Sir Elton John is leading a boycott of Dolce & Gabbana after the renowned fashion designers made disparaging remarks about same-sex families and children conceived via artificial insemination. "You are born to a mother and a father. Or at least that's how it should be," Domenico Dolce told Italian magazine Panorama last week, (via NBC New York). "I call children of chemistry, synthetic children. Rented wombs, semen chosen from a catalog."
"How dare you refer to my beautiful children as 'synthetic'?" John wrote on Sunday via Instagram. "And shame on you for wagging your judgmental little fingers at IVF – a miracle that has allowed legions of loving people, both straight and gay, to fulfill their dream of having children."
The musician has two sons – Zachary and Elijah – with husband David Furnish, and both were conceived through in vitro fertilization with a surrogate mother. Dolce and Stefano Gabbana, both gay, were previously a couple for 23 years before breaking up in 2005.

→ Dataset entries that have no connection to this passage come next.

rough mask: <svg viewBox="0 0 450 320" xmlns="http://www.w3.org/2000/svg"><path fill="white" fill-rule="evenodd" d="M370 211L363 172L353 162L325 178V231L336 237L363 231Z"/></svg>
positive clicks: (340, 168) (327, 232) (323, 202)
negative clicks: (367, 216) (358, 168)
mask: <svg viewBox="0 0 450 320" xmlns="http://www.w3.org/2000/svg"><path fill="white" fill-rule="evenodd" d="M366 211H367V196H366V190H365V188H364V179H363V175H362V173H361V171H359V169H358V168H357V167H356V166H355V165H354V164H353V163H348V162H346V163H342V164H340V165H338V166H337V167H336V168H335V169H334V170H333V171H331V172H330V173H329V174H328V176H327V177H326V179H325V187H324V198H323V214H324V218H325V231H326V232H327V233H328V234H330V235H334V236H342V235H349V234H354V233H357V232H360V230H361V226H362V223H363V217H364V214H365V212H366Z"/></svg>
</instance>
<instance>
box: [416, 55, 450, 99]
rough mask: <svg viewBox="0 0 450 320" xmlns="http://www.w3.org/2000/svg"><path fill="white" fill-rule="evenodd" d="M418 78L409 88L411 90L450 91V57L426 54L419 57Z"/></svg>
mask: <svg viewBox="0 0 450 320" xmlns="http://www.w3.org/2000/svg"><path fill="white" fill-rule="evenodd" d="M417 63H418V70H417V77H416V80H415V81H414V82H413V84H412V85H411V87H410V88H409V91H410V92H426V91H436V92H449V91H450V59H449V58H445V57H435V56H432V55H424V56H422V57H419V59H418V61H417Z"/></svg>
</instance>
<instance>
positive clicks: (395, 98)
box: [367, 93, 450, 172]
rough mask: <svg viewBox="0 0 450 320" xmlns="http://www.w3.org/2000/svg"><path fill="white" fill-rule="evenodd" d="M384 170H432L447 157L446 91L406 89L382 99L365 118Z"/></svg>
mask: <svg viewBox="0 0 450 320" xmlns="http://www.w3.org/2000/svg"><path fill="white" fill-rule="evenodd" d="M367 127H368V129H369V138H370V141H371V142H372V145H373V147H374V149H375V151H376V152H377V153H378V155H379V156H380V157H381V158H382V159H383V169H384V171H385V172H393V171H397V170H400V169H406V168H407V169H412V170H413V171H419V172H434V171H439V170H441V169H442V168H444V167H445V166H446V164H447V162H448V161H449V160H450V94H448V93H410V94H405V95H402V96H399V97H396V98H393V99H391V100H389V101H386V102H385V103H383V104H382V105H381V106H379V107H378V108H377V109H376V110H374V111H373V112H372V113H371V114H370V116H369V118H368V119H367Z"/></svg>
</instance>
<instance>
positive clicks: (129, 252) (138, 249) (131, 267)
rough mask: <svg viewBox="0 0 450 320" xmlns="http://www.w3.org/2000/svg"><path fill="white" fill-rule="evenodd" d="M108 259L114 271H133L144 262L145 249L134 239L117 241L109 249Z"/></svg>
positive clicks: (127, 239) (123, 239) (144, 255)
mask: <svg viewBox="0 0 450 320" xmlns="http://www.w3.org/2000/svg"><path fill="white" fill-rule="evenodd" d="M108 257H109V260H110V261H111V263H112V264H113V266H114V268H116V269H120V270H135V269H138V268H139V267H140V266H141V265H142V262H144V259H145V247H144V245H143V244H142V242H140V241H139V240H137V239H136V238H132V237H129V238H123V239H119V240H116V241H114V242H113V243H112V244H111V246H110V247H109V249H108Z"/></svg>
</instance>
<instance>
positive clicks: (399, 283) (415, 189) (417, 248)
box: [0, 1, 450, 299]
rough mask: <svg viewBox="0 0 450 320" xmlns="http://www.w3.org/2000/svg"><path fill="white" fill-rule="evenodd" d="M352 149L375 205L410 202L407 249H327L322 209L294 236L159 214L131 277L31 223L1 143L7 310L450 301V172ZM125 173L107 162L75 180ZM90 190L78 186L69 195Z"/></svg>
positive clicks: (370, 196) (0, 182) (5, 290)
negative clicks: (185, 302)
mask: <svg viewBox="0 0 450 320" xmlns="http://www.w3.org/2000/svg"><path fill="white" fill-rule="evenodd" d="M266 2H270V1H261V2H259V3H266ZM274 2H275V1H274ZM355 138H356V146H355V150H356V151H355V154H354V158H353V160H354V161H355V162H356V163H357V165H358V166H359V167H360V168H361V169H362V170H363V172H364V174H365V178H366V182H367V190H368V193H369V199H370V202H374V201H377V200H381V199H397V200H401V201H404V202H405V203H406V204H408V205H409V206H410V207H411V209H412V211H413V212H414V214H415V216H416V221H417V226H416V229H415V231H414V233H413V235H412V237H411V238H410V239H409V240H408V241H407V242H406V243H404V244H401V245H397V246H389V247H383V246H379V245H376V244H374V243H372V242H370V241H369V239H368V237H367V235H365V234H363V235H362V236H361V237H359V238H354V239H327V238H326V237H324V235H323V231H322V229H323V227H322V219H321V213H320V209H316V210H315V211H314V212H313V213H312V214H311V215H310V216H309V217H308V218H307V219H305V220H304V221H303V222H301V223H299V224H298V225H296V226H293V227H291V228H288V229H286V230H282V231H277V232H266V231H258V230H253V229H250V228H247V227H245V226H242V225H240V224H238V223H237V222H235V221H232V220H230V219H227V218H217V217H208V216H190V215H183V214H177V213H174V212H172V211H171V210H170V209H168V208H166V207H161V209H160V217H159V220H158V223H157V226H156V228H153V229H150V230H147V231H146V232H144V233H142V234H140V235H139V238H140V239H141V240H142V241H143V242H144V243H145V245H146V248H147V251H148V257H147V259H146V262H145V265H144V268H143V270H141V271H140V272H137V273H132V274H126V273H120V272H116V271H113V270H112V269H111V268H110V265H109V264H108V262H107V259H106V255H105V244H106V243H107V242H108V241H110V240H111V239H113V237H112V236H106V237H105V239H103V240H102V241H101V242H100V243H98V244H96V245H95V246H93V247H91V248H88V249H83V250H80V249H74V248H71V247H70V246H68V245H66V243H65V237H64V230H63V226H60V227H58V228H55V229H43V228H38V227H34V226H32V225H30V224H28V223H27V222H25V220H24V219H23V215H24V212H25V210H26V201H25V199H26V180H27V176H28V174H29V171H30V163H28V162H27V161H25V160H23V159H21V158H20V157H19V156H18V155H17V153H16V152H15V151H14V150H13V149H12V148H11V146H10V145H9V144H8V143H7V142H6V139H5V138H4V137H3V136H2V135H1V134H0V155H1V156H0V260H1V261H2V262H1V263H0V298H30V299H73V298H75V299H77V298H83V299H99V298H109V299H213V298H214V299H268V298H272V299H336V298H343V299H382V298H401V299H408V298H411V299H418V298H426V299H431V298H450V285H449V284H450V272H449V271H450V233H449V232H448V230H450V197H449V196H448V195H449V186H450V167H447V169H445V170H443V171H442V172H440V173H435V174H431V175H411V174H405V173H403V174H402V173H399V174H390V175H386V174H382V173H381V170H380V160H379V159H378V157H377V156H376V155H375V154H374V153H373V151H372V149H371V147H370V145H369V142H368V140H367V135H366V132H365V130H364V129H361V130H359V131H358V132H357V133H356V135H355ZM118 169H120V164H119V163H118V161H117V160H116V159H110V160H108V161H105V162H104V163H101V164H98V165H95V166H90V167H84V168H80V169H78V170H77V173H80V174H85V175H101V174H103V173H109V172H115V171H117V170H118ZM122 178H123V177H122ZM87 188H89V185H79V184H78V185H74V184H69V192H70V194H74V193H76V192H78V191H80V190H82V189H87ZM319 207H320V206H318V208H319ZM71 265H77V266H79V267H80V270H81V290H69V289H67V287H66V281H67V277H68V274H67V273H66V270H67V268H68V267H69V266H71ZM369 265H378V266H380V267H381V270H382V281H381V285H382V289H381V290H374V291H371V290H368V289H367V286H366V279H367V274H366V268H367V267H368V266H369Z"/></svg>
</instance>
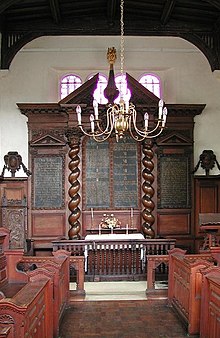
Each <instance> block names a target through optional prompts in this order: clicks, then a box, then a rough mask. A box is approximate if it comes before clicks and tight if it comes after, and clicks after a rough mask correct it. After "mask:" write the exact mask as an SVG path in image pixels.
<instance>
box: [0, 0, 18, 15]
mask: <svg viewBox="0 0 220 338" xmlns="http://www.w3.org/2000/svg"><path fill="white" fill-rule="evenodd" d="M20 1H21V0H2V1H1V3H0V14H1V13H3V12H4V11H5V10H6V9H7V8H9V7H10V6H12V5H16V4H17V3H19V2H20Z"/></svg>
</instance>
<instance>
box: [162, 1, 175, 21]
mask: <svg viewBox="0 0 220 338" xmlns="http://www.w3.org/2000/svg"><path fill="white" fill-rule="evenodd" d="M175 4H176V0H167V1H166V2H165V5H164V8H163V12H162V14H161V18H160V20H161V22H162V24H163V25H166V23H167V22H168V21H169V19H170V18H171V15H172V12H173V9H174V7H175Z"/></svg>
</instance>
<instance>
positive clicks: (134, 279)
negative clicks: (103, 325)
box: [52, 239, 176, 280]
mask: <svg viewBox="0 0 220 338" xmlns="http://www.w3.org/2000/svg"><path fill="white" fill-rule="evenodd" d="M175 243H176V241H175V240H174V239H146V240H145V239H144V240H142V239H135V240H131V239H128V240H127V239H124V240H117V239H114V240H105V239H102V240H98V239H97V240H92V241H91V240H59V241H53V242H52V244H53V251H56V250H66V251H69V252H70V253H71V255H72V256H83V255H84V257H85V272H86V276H87V279H88V280H100V279H102V280H111V279H114V280H138V279H140V277H141V276H143V277H144V279H146V257H147V256H148V255H165V254H168V251H169V250H171V249H172V248H174V247H175Z"/></svg>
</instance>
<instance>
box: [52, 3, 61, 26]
mask: <svg viewBox="0 0 220 338" xmlns="http://www.w3.org/2000/svg"><path fill="white" fill-rule="evenodd" d="M49 3H50V10H51V14H52V17H53V21H54V22H55V23H59V22H60V21H61V14H60V4H59V0H49Z"/></svg>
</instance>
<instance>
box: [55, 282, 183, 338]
mask: <svg viewBox="0 0 220 338" xmlns="http://www.w3.org/2000/svg"><path fill="white" fill-rule="evenodd" d="M97 284H98V285H97ZM85 288H86V292H87V295H86V297H85V298H84V299H82V298H81V299H78V301H75V300H74V299H72V300H73V301H72V303H71V306H70V308H69V309H67V310H66V313H65V316H64V318H63V321H62V323H61V327H60V336H59V337H60V338H89V337H93V338H183V337H186V336H187V332H186V330H185V328H184V327H183V326H182V323H181V322H180V321H179V320H178V318H177V316H176V315H175V313H174V311H173V310H172V309H171V308H169V307H168V306H167V290H163V291H162V292H159V294H156V293H155V294H154V295H151V296H146V294H145V289H146V282H99V283H94V282H93V283H86V287H85Z"/></svg>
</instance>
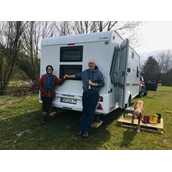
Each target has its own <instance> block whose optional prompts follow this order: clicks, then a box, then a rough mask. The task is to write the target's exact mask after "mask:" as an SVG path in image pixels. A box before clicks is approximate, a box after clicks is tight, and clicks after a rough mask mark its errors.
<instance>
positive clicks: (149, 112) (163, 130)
mask: <svg viewBox="0 0 172 172" xmlns="http://www.w3.org/2000/svg"><path fill="white" fill-rule="evenodd" d="M138 99H139V98H135V99H134V100H133V104H132V106H134V103H135V102H136V101H137V100H138ZM141 99H142V100H143V101H144V103H145V110H144V114H149V115H152V114H154V113H160V114H161V115H162V117H163V121H164V129H163V133H156V132H150V131H142V130H141V132H140V133H137V132H136V130H135V129H133V128H125V127H121V126H119V125H117V123H118V119H119V118H120V117H121V115H123V110H120V109H118V110H115V111H114V112H112V113H110V114H108V115H107V116H105V117H101V118H102V120H103V124H102V125H101V126H100V127H99V128H97V129H96V128H91V131H90V134H89V137H88V138H86V139H84V138H81V137H78V136H76V132H77V131H78V128H79V118H80V114H81V113H80V112H74V111H67V112H65V113H63V114H55V115H54V116H49V117H48V120H49V121H48V123H47V124H46V125H41V124H40V118H41V113H40V112H41V111H40V109H41V105H40V104H39V102H38V95H26V96H22V97H15V96H0V150H172V137H171V132H170V131H172V113H166V111H172V106H171V100H172V87H165V86H160V85H159V86H158V89H157V91H149V92H148V95H147V96H143V97H142V98H141Z"/></svg>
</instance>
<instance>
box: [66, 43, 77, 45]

"Your archaic thinking is out of step with the times, just like your fashions," John continued. "I shall never wear Dolce and Gabbana ever again. #BoycottDolceGabbana"
According to The Telegraph, Dolce said that procreation "must be an act of love," adding, "You are born to a mother and a father – or at least that’s how it should be." Elsewhere in the interview, Gabbana reportedly noted, "The family is not a fad. In it there is a supernatural sense of belonging."
As the pair's remarks spread online — #boycottdolcegabbana was trending nationally on Twitter Monday morning — other celebrities have expressed their frustration. "These designers' horrifying views are never in fashion," wrote Ryan Murphy, creator of Glee and American Horror Story, on Twitter. "Their clothes are as ugly as their hate. #BoycottDolceGabbana"
"Just round up all my Dolce & Gabbana pieces, I want to burn them," tweeted Courtney Love. "I'm just beyond words and emotions. Boycott senseless bigotry! #boycottD&G"
Firing back at John on his own Instagram, Gabbana called the performer "fascist" and started the hashtag "boycotteltonjhon" (sic). But on Monday, in response to the widespread criticism, both designers released separate statements to clarify the intent behind their comments.
"We firmly believe in democracy and the fundamental principle of freedom of expression that upholds it," Gabbana said. "We talked about our way of seeing reality, but it was never our intention to judge other people's choices. We do believe in freedom and love."
"I'm Sicilian and I grew up in a traditional family, made up of a mother, a father and children," Dolce said. "I am very well aware of the fact that there are other types of families and they are as legitimate as the one I've known. But in my personal experience, family had a different configuration. That is the place where I learnt the values of love and family. This is the reality in which I grew up, but it does not imply that I don't understand different ones. I was talking about my personal view, without judging other people's choices and decisions."